The interface in Figure 1 uses tabs to break up the sample and study data datasets. This provides a sparse, cleanly-laid-out UI. But is it too sparse?
Yes. It is. Here’s the problem (as I observed it) from user testing. It’ll probably help to have the screen figure up as you read the below text, unless you already know what the problem is.
Users would progress in a downward motion through the form. This was expected. After that, they’d click “Save Changes”, which is a quite logical thing to do, considering its position relative to the form.
This is permitted — neither the application logic nor the data model places any restrictions on data entry order — but it’s not the interaction model that I had in mind. I thought that users would progress through each tab first and then press “Save Changes”.
The upshot of all this is that users became confused about sample entry, and wondered why entering samples required two trips to the same page. After I explained that clicking “Save Changes” saved data for both tabs, they immediately understood the implications and began to use the interface in the way that I initially thought they’d use it.
(An aside: Why did I even use tabs the way I used tabs? Well, to be honest, it’s based off of my own experience. When I see a page of tabs, I go through each tab, provide the data, and then assume that any controls outside the tab apply to all datasets. Whether or not this is how the majority of computer users think is irrelevant; the real lesson here is that trusting your own experience in UI design is a very bad idea.
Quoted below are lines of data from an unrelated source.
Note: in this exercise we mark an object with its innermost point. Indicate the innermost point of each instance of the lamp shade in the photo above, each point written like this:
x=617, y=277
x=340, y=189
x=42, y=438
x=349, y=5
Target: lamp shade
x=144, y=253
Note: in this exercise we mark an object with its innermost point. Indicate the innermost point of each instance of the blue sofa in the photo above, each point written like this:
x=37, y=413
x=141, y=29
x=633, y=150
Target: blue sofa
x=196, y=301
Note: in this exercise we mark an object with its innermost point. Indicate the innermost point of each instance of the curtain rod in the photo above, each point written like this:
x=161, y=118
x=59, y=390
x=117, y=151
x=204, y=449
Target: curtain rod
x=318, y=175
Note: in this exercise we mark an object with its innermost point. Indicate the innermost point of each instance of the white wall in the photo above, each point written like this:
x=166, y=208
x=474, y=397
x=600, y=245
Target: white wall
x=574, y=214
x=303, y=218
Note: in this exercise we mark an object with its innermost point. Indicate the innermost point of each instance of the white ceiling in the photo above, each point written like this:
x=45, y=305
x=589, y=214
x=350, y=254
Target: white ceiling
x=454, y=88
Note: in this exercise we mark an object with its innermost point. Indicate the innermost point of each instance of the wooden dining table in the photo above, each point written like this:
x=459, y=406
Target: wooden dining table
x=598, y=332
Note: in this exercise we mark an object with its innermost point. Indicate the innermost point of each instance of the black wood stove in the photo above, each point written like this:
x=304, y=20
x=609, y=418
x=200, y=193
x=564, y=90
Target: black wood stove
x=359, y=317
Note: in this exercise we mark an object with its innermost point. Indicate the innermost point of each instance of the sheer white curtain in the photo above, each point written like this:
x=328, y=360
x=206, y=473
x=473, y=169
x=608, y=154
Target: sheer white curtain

Because you’re always wrong.)
Anyway. The fact that they didn’t use the interface in the way I meant it to be used meant that I had a problem. My test group wasn’t everyone who would use the application; there would be future users, as well, and they would be starting out from square one, just like my test users did. They’d probably do the same thing, and hit the same frustrations. What to do?
The obvious solution is to document the application, but I didn’t want to burden the application with lots of inline documentation. That’s too hard to read, and it clutters the UI with stuff that people will read once and never read again (which makes said documentation useless). Besides, I don’t like the idea of applications that try to force you to match their expectations. Man-machine relationship and all that.
A much better solution is really, really simple, and I bet that everyone reading this has already come up with it.
I’m going to put “Next” buttons at the bottom of each tab, and put the “Save Changes” button on the last tab. In this way, it’s possible to let advanced users use their own workflow (which is one thing that tabs facilitate) which guiding novice users with a gently-defined procedure (which is one thing that tabs, by themselves, are totally inappropriate for).
There’s another UI problem in this same page (second tab, really) that I’ll write about later. I’m interested to hear, though, how many people reading this immediately saw my design as problematic. (I obviously didn’t.) If so, how do you know? What principles do you use for UI design?
There’s a couple books I’ve got on my to-read list for this sort of stuff (since it’s obvious that I don’t know jack about UIs), but personalized insights would be great, too.